Mr. Speaker, I, too, am pleased to rise in the House to support Bill C-24, An Act to amend the First Nations Commercial and Industrial Development Act and another Act in consequence thereof.
The identical bill was first tabled in the fall and all parties received representation from the Squamish Nation at that time encouraging us to pass the legislation. Unfortunately, due to prorogation, the bill was delayed for some months and reintroduced this spring.
I take this opportunity to thank my colleague, the member for Yukon, who visited with the Squamish people and the leadership of the Squamish Nation and had an opportunity to be personally taken around the reserve, the traditional territory of the Squamish people, to get a briefing in detail on what they intended to do with the tools that the bill would provide.
Therefore, I thank the member for the work he has done and in encouraging the minister to move forward with this bill. The member for Yukon is a wonderful member and we thank him for his work and advocacy on behalf of first nations across the country. As well, I join with him in the fine work that he has undertaken.
The main purpose of the bill is to create a more level playing field off and on reserve to foster sustainable economic development opportunities. As I said earlier, it is an amendment to the First Nations Commercial and Industrial Development Act, which was first passed in 2005.
Since that time people have realized that there was a need to fill some of the gaps that exist. First nations that were planning large scale and/or complex development projects were hindered by a lack of adequate regulations for commercial and industrial development. This caused jurisdiction uncertainty for both first nations and industry proponents.
This legislation was developed to address the regulatory gap that existed between lands on reserve and off reserve. The legislation would enable the federal government to replicate the necessary provincial acts and regulations to allow first nations to move ahead with large scale complex commercial and industrial development projects on reserve.
The key component of the bill is the legislation is optional. It is triggered only at the request of a first nation. Regulations developed under the act apply only to a specific project and parcel of reserve land where there are gaps between federal and provincial regulations.

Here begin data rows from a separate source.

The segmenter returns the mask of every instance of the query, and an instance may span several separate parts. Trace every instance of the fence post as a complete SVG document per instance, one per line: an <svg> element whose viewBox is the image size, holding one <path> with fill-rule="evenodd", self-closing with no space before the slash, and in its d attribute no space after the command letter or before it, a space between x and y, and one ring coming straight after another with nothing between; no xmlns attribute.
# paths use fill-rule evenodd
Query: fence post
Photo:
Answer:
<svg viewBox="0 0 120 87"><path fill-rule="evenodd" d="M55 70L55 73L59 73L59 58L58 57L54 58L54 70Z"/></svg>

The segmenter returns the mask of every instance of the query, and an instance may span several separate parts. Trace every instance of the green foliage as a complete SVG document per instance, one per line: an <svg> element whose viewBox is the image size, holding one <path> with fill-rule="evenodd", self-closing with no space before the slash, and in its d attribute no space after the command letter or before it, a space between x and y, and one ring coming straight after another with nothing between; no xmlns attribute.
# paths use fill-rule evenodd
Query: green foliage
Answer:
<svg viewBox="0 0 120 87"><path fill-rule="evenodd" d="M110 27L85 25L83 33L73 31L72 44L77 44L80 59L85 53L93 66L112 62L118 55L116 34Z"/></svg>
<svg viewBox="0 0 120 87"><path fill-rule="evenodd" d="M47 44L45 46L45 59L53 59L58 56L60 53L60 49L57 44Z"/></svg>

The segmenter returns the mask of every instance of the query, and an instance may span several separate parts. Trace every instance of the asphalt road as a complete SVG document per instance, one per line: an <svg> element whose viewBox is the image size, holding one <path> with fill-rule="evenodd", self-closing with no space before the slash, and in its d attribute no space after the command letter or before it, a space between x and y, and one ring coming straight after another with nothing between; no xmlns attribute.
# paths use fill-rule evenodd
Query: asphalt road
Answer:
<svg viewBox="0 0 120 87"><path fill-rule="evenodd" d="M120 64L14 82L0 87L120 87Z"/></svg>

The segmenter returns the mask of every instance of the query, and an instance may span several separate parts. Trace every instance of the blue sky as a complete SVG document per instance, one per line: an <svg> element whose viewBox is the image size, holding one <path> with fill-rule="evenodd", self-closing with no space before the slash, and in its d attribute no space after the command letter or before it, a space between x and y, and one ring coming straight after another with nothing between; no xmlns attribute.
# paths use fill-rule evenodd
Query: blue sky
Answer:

In a brief that was provided to me and in conversation with the Squamish leadership members, they outlined what they felt were some of the benefits for first nations. I will refer to those comments for the record.
They said that it would provide a regulatory tool to more effectively balance economic development and protection of reserve lands and resources for future generations. They indicated it would enable communities to compete for investment opportunities and develop their economies, increase economic self-sufficiency and enhance their quality of life. They went on to say that it would generate revenue that could fund land acquisition and infrastructure for member housing, employment and business opportunities.
As well, they articulated a number of benefits to the federal government in that it would help the federal government to meet its commitments to first nations regarding economic development and continued stewardship for reserve land. It would increase employment, wages, revenue tax base, infrastructure and overall economic output, which is essential to linking domestic markets to world markets, and that it would be a model for other first nations.
As well, they articulated benefits to provinces one of which would be increased economic activity in the region, direct and indirect employment and increased provincial tax revenues from businesses and individuals and benefits to industry. There would be the establishment of regulatory regimes that would be certain, transparent, familiar and well understood to the marketplace.
In short, although there is ongoing debate among first nations about land tenure, the nature of land, the title of land, the one security that this legislation provides is it is optional. They have the ability to opt in if they so choose, depending on the particular circumstances of the reserve.
Having said that, one would hope that in the future legislation will come to us with more time to debate it in a more fulsome manner, as well as with an opportunity to take it before committee.
Given the compressed timeframe, the fact that we had a prorogation which has shortened this particular sitting of the House and the amount of business we could get done, and given that first nations themselves have requested this type of legislation, we are happy to stand in the House and pass it with that particular caveat.